PEF urged to help out marginalised children


SIALKOT - The social, educational, business circles and stakeholders of Child and Adolescent Protection Project (CAPP) have urged the Punjab Education Foundation (PEF) to come forward and do something to secure the educational future of the most marginalised children of the district.
They said that after Sialkot business community and Unicef, now its PEF’s turn to play its vital role to help out adolescents educationally and economically under the CAPP project.
Reportedly, as many as 1,247 marginalised children are at mercy of the PEF and the Punjab government in Sialkot. The CAP project funded by Unicef will end in March 2012 and after this the continuity of the project is in doubts, as joint efforts are underway by the business community of the city to continue it by adopting these children.
At present, these children are getting formal/non-formal education free of cost from class 1 to 8 in eighteen Talim-ul-Amal Centres (TACs) established by Child and Social Development Organisation (CSDO) Sialkot under Uncief-funded project, which will continue till March31.
The children of poor families need attention, financial support to get education and become respectable citizen. The PEF and the government should pay special attention to these children to save their future.
CSDO established these centres to provide working or dropout children fast-track phonetic education to provide them basic literacy and training to earn livelihood as these centres are situated in the backward areas of the district.
A number of students of these centres have recently passed 5th and 8th grade Board exams, while a lot of scavenging children of the gypsy families are also availing education from these centres. Now, the project was being confronted due to funds paucity. The PEF has huge funds to adopt all these children.
CSDO Sialkot President Muhammad Younas Ratra told the newsmen that the Punjab government should make arrangement or provide funds to sustain this project.
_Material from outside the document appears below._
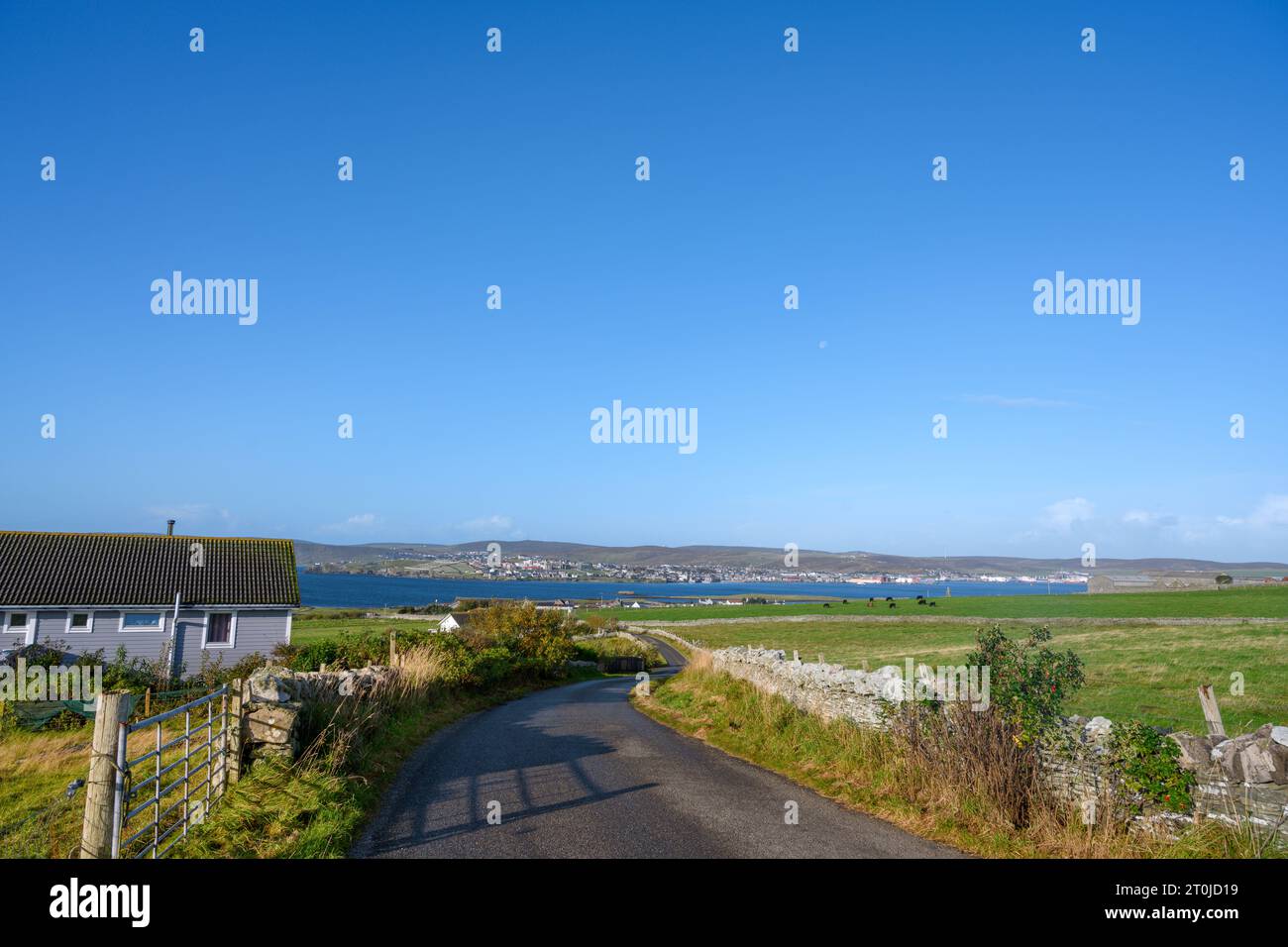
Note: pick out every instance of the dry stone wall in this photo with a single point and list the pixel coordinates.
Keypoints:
(1239, 779)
He urged the government and the PEF to instantly look into the matter and provide education to these children.
CSDO Project Manager Ijaz Ahmed said that the Sialkot-based philanthropists had adopted few Centres and children for a certain period, during a donors’ conference held at SCCI building on December 21, 2011. He said that as many as 4,436 total adolescents have yet been benefited under CAPP project, since the launch of this project in May 2009. Now the future of 1,247 children was at risk and was linked with continuity of this CAPP Project, he added.
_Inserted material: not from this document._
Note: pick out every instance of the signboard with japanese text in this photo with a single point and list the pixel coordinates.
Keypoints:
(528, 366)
SCCI President Naeem Anwar Qureshi said that there could be a partnership between CSDO and PEF in this regard. He urged the PEF to extend its cooperation by providing funds to ensure the continuity of provision of free of cost education to the above mentioned children.
He said in these centres, the CSDO, a social arm of SCCI, is providing education to working, dropout, never enrolled in school, and the most marginalised children there. Naeem Anwar invited PEF Managing Director Ambreen Raza and other officials to visit these Centres to encourage the adolescents there.